Last edited by discretiongrove on 2013-02-20T23:15:19-07:00, edited 1 time in total.
I'm not really Stephen Malkmus.
User avatar
discretiongrove
Posts: 13
Joined: 2013-02-19T01:20:09-07:00
Authentication code: 6789

Re: Converting PDF to image results in hidden differences

Post by discretiongrove »

Hey there, this is quite an update.
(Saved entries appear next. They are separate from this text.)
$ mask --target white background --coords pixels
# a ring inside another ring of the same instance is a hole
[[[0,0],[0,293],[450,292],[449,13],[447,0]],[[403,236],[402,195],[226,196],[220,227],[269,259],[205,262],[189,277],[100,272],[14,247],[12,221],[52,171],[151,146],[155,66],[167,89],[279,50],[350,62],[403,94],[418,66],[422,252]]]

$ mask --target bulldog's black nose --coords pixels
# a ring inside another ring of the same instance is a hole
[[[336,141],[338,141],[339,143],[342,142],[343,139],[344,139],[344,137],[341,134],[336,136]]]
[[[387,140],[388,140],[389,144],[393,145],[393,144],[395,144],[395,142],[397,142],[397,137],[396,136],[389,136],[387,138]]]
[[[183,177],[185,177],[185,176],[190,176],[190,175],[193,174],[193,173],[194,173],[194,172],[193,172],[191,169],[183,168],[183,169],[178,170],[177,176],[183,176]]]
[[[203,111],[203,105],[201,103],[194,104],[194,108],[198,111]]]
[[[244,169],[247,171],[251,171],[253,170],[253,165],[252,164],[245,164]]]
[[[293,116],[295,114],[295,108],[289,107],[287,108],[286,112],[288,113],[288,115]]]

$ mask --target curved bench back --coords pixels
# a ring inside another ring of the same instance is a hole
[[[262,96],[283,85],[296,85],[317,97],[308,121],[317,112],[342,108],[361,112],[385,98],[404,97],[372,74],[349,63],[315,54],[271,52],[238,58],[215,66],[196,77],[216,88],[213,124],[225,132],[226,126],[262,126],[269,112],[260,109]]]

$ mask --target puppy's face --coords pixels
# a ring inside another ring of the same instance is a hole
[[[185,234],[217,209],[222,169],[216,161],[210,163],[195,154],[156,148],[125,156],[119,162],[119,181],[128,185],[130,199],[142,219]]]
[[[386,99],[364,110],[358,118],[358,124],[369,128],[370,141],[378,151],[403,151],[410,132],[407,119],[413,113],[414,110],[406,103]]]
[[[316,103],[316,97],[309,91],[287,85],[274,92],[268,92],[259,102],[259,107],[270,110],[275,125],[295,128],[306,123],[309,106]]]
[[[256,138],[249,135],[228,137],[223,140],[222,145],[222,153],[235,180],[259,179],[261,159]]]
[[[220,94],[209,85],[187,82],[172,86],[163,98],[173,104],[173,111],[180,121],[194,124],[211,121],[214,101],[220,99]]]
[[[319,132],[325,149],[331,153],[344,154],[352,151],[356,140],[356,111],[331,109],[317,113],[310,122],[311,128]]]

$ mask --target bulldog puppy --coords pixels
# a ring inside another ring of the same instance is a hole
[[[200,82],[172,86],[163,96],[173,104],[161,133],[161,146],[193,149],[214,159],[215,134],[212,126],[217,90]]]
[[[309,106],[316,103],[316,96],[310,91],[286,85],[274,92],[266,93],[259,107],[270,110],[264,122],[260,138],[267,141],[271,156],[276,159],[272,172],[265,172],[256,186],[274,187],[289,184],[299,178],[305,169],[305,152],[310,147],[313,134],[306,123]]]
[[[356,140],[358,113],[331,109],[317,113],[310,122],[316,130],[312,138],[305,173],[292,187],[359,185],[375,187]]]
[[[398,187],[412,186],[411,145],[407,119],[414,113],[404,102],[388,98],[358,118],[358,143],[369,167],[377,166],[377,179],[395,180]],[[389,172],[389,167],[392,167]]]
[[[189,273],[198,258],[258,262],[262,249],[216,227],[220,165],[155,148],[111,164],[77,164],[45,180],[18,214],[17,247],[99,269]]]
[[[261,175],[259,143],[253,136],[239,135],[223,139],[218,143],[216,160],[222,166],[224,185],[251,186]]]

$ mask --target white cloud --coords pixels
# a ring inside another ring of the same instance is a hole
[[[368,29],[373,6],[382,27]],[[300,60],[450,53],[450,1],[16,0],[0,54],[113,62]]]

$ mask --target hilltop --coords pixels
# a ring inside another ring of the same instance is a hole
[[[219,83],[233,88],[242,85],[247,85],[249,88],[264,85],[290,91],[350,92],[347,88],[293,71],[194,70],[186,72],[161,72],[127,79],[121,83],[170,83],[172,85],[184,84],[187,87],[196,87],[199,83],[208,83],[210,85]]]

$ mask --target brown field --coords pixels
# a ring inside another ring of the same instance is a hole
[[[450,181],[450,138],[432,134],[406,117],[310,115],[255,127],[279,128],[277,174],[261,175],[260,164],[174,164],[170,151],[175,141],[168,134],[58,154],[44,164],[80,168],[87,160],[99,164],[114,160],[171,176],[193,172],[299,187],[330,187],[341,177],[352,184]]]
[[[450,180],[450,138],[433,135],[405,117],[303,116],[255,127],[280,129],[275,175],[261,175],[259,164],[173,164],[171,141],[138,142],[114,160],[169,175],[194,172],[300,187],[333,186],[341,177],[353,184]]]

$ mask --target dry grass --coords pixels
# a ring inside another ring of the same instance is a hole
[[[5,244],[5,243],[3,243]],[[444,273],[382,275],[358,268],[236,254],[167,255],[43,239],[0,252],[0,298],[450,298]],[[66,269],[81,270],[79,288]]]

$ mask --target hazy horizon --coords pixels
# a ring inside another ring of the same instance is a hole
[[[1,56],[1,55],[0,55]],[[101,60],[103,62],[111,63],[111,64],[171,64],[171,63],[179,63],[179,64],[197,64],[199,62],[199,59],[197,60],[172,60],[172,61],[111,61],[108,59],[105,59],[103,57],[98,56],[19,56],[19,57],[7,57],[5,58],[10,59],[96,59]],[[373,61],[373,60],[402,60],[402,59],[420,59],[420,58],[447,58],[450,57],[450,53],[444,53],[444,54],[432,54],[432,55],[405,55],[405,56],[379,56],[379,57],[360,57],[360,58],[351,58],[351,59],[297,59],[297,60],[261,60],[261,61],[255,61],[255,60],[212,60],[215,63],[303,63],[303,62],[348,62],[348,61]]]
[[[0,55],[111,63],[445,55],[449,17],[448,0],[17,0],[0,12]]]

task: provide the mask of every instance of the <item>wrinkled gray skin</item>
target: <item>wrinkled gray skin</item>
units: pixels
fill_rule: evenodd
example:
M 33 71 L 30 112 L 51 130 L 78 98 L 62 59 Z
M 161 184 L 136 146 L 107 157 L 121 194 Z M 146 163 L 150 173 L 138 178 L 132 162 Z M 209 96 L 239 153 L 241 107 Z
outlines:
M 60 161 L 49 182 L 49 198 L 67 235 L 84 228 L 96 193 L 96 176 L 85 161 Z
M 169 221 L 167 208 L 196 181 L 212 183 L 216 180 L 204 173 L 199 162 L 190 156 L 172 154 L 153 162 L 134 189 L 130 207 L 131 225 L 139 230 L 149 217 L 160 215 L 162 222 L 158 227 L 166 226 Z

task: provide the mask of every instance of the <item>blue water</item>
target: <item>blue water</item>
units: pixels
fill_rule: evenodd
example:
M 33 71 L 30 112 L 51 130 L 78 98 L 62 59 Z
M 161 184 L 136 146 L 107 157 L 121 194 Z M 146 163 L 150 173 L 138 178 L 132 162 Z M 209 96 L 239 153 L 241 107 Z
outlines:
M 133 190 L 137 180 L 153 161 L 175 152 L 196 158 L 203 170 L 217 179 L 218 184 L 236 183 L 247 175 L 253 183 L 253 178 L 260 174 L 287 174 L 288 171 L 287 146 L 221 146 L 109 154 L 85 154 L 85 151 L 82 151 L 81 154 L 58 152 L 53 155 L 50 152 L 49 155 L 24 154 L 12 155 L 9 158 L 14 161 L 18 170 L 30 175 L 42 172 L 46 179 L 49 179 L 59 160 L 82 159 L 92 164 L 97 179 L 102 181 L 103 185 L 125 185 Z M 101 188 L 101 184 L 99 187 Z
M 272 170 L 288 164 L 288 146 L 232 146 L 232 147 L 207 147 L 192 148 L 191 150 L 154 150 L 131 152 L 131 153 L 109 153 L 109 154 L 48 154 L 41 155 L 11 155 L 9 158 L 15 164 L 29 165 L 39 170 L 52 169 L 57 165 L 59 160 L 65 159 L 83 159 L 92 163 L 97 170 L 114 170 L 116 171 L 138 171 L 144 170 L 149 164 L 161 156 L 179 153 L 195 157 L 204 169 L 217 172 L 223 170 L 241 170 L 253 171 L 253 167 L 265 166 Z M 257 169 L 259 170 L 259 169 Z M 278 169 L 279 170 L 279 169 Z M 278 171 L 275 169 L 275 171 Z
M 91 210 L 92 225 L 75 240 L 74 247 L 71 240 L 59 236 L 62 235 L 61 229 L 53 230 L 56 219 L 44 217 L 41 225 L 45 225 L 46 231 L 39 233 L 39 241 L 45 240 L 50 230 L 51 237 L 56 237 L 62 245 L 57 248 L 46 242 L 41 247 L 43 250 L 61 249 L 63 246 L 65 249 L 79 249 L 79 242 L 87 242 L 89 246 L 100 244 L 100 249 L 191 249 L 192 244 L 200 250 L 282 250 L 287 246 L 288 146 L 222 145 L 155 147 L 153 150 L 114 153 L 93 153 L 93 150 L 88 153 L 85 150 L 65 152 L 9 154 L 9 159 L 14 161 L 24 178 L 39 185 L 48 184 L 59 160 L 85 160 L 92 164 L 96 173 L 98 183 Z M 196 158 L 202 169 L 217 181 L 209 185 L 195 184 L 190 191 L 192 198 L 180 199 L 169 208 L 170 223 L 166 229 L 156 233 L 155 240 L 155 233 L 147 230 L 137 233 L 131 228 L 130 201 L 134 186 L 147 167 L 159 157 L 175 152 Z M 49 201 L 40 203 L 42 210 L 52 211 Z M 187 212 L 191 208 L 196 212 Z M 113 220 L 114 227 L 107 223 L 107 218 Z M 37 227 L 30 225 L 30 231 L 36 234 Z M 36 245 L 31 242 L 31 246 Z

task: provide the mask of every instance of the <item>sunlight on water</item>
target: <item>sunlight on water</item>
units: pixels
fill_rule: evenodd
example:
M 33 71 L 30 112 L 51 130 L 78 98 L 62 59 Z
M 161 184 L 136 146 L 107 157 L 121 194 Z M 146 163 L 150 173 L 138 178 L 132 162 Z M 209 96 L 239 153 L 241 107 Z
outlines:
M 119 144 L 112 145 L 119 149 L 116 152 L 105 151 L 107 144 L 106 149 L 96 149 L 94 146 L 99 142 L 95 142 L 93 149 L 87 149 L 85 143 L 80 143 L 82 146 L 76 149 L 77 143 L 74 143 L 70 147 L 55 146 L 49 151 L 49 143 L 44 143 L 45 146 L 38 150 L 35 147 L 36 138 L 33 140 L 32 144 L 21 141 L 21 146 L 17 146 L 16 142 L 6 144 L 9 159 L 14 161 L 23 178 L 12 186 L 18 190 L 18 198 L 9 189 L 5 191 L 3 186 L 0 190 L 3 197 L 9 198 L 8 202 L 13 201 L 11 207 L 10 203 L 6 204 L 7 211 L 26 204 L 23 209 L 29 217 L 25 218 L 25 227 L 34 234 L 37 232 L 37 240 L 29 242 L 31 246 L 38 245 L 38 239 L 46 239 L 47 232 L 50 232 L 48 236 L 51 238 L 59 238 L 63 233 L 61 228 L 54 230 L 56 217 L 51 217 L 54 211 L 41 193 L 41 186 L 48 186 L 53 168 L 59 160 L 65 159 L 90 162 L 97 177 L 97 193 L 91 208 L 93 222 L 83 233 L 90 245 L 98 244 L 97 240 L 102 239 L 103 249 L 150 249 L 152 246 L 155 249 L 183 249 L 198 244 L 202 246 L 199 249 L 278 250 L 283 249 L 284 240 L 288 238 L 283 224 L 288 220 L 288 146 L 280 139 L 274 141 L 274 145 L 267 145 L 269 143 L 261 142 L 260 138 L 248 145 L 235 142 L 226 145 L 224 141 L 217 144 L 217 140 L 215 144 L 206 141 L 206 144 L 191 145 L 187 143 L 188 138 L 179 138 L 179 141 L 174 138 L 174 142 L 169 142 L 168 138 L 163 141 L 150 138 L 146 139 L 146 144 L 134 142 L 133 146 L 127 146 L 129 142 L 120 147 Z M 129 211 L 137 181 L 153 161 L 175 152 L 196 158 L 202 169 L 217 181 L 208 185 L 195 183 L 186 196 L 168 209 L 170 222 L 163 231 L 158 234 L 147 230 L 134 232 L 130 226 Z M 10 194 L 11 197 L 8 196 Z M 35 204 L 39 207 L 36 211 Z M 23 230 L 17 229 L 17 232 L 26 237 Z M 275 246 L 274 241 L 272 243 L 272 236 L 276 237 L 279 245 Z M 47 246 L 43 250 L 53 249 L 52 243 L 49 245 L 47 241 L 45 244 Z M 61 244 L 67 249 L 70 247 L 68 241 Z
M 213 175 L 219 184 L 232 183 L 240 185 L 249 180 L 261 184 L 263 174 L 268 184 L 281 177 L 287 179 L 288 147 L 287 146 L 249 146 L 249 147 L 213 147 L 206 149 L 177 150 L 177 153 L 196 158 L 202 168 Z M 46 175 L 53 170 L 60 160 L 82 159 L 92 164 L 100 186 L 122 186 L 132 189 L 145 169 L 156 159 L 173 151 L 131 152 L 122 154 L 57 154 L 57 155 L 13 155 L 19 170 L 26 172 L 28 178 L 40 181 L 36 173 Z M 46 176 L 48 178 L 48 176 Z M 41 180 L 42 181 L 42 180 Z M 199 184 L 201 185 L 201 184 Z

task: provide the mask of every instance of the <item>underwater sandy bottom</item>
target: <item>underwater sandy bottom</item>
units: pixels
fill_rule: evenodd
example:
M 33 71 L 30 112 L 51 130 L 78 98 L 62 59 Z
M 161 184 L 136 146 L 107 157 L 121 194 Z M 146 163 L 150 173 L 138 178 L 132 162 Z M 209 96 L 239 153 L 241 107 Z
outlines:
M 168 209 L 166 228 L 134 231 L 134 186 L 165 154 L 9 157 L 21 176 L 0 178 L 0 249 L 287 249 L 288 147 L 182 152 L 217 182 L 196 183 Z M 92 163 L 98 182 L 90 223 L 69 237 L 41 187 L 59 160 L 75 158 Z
I don't know how but it seems that if I use ImageMagick to compare and do this:

Code: Select all

compare -metric AE -fuzz 5% 1A.jpg 1B.jpg output.jpg
The value returned is 0 meaning there are no differences! :)
I'm not really Stephen Malkmus.
User avatar
fmw42
Posts: 25562
Joined: 2007-07-02T17:14:51-07:00
Authentication code: 1152
Location: Sunnyvale, California, USA

Re: Converting PDF to image results in hidden differences

Post by fmw42 »

discretiongrove wrote:Hey there, this is quite an update. I don't know how but it seems that if I use ImageMagick to compare and do this:

Code: Select all

compare -metric AE -fuzz 5% 1A.jpg 1B.jpg output.jpg
The value returned is 0 meaning there are no differences! :)
That is probably due to the -fuzz 5% which says do not consider them different if within 5% of being the same.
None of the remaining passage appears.